/HDF5.jl

Save and load data in the HDF5 file format from Julia

Primary LanguageJuliaMIT LicenseMIT

HDF5.jl

HDF5 interface for the Julia language

Stable Build Status Coverage

HDF5 is a file format and library for storing and accessing data, commonly used for scientific data. HDF5 files can be created and read by numerous programming languages. This package provides an interface to the HDF5 library for the Julia language.

Changelog

Please see HISTORY.jl for the changelog. Most changes have deprecation warnings and thus may not be listed in this file.

Installation

julia>]
pkg> add HDF5

Starting from Julia 1.3, the HDF5 binaries are by default downloaded using the HDF5_jll package.

To use system-provided HDF5 binaries instead, set the environment variable JULIA_HDF5_PATH to the top-level installation directory HDF5, i.e. the library should be located in ${JULIA_HDF5_PATH}/lib. Then run Pkg.build("HDF5"). In particular, this is required if you need parallel HDF5 support, which is not provided by the HDF5_jll binaries.

For example, to use HDF5 (libhdf5-mpich-dev) with MPI using system libraries on Ubuntu 20.04, you would run:

$ sudo apt install mpich libhdf5-mpich-dev
$ JULIA_HDF5_PATH=/usr/lib/x86_64-linux-gnu/hdf5/mpich/
$ JULIA_MPI_BINARY=system

Then in Julia, run:

pkg> build

Quickstart

Begin your code with

using HDF5

To read and write a variable to a file, one approach is to use the filename:

A = collect(reshape(1:120, 15, 8))
h5write("/tmp/test2.h5", "mygroup2/A", A)
data = h5read("/tmp/test2.h5", "mygroup2/A", (2:3:15, 3:5))

where the last line reads back just A[2:3:15, 3:5] from the dataset.

More fine-grained control can be obtained using functional syntax:

h5open("mydata.h5", "w") do file
    write(file, "A", A)  # alternatively, say "@write file A"
end

c = h5open("mydata.h5", "r") do file
    read(file, "A")
end

This allows you to add variables as they are generated to an open HDF5 file.
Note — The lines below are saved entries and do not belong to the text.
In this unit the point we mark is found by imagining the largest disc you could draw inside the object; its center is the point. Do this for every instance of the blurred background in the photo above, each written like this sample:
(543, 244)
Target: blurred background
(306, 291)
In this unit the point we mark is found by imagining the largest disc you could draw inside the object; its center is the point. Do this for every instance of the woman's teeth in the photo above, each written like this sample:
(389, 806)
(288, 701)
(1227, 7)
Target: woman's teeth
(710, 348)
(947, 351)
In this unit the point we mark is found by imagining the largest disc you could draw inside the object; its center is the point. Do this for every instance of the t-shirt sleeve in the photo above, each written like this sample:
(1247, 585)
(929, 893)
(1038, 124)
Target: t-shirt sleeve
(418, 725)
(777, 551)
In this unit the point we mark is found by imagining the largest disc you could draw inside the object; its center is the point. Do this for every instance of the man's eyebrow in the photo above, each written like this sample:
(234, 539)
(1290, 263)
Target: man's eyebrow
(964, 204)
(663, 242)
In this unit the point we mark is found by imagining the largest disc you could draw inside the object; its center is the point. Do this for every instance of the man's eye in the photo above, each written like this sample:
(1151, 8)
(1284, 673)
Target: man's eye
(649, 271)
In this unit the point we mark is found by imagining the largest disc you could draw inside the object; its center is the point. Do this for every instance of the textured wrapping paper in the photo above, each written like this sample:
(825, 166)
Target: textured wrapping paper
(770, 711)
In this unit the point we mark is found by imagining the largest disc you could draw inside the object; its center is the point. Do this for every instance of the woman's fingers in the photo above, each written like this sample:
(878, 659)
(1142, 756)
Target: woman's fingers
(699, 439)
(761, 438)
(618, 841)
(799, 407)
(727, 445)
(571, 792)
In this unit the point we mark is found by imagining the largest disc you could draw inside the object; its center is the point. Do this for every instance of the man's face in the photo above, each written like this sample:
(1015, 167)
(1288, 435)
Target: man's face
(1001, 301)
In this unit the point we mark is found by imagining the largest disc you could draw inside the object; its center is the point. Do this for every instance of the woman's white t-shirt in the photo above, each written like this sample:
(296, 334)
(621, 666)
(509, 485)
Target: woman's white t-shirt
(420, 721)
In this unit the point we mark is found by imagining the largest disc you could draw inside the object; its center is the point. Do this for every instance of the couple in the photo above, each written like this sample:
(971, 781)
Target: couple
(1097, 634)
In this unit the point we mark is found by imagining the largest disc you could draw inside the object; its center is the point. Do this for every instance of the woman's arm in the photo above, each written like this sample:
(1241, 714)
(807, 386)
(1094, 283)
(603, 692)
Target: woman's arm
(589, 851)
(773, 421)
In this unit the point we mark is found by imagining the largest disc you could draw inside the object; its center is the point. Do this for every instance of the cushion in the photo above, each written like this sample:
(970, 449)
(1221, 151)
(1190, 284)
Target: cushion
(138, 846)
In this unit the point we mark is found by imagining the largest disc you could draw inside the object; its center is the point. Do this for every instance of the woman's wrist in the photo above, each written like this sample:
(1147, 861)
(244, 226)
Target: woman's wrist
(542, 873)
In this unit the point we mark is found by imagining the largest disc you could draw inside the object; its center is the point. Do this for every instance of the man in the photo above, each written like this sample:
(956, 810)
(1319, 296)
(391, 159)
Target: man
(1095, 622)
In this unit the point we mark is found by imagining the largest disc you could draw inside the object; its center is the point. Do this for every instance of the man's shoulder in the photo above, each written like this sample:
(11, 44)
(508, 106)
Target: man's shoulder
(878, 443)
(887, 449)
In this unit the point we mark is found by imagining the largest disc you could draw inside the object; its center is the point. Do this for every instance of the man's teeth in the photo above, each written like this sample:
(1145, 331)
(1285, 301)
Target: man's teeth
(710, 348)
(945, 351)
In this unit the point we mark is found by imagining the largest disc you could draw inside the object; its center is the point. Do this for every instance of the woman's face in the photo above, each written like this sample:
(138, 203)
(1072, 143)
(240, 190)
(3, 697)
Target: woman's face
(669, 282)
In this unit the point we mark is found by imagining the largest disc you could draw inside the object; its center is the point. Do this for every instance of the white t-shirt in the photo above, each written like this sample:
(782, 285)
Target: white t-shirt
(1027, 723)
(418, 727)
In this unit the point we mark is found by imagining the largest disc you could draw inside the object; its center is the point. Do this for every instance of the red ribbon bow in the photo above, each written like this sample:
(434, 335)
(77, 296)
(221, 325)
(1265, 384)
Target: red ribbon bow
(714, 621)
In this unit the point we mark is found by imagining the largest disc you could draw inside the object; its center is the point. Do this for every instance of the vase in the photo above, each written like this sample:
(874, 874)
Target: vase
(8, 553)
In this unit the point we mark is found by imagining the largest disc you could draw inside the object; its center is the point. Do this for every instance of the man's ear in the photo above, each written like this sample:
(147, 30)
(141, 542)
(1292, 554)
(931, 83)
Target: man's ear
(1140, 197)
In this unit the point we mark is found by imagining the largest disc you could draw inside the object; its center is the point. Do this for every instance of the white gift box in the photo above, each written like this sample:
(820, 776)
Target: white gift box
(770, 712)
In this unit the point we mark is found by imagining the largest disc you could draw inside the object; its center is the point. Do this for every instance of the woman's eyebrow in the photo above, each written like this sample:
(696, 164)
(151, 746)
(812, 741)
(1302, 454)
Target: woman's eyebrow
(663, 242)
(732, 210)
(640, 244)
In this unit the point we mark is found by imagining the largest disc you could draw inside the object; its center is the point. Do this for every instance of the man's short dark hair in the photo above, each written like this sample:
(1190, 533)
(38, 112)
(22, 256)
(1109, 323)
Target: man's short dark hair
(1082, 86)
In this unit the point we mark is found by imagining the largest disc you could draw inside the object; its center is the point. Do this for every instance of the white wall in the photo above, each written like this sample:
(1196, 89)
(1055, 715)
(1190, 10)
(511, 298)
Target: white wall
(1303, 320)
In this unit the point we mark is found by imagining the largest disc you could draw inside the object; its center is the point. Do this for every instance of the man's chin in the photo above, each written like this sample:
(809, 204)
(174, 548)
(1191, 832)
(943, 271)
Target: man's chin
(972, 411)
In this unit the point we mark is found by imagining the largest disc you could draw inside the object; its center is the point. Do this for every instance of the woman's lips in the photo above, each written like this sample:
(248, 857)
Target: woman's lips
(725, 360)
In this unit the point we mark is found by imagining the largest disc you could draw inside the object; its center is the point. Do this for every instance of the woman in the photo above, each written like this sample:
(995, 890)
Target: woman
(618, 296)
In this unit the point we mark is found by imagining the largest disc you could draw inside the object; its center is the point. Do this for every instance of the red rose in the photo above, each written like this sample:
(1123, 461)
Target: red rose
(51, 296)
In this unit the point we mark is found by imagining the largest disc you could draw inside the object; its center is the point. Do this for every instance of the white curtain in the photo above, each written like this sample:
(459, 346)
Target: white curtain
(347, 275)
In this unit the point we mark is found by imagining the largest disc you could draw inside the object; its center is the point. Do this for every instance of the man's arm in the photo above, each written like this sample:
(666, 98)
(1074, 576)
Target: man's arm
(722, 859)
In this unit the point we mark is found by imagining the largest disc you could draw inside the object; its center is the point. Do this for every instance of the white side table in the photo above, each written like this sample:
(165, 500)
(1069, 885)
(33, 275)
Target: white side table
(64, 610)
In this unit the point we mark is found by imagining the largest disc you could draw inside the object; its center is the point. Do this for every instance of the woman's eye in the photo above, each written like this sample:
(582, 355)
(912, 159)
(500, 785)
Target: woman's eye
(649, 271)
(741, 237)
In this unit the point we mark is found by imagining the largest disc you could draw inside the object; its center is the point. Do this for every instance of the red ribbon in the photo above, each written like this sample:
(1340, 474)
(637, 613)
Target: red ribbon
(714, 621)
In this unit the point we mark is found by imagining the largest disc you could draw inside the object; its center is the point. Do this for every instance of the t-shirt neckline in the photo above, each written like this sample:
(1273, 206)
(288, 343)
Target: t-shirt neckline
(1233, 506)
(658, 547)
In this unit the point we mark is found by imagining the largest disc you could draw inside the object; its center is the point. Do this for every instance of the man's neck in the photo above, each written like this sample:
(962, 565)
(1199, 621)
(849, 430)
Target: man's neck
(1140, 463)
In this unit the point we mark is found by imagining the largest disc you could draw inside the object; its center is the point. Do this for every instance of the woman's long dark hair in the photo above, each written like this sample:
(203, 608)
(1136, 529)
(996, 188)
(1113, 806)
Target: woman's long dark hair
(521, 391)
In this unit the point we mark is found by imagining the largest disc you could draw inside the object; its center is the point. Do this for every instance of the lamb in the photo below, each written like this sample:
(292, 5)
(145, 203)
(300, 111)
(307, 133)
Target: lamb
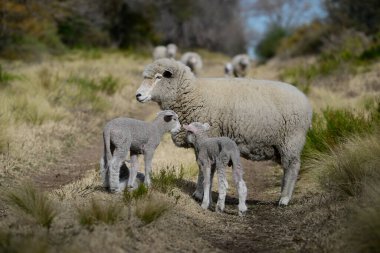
(121, 135)
(228, 69)
(169, 51)
(268, 120)
(193, 61)
(217, 152)
(240, 65)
You don't have to use the do syntax (file = h5open("mydata.h5", "w") works just fine), but an advantage is that it will automatically close the file (close(file)) for you, even in cases of error.

Julia's high-level wrapper, providing a dictionary-like interface, may also be of interest:

using HDF5

h5open("test.h5", "w") do file
    g = create_group(file, "mygroup") # create a group
    g["dset1"] = 3.2                  # create a scalar dataset inside the group
    attributes(g)["Description"] = "This group contains only a single dataset" # an attribute
end

Convenience functions for attributes attached to datasets are also provided:

A = Vector{Int}(1:10)
h5write("bar.h5", "foo", A)
h5writeattr("bar.h5", "foo", Dict("c"=>"value for metadata parameter c","d"=>"metadata d"))
h5readattr("bar.h5", "foo")

Specific file formats

There is no conflict in having multiple modules (HDF5, JLD, and MAT) available simultaneously; the formatting of the file is determined by the open command.

Complete documentation

The HDF5 API is much more extensive than suggested by this brief introduction. More complete documentation is found in the documentation.

The test directory contains a number of test scripts that also demonstrate usage.

Credits

  • Konrad Hinsen initiated Julia's support for HDF5

  • Tim Holy and Simon Kornblith (co-maintainers and primary authors)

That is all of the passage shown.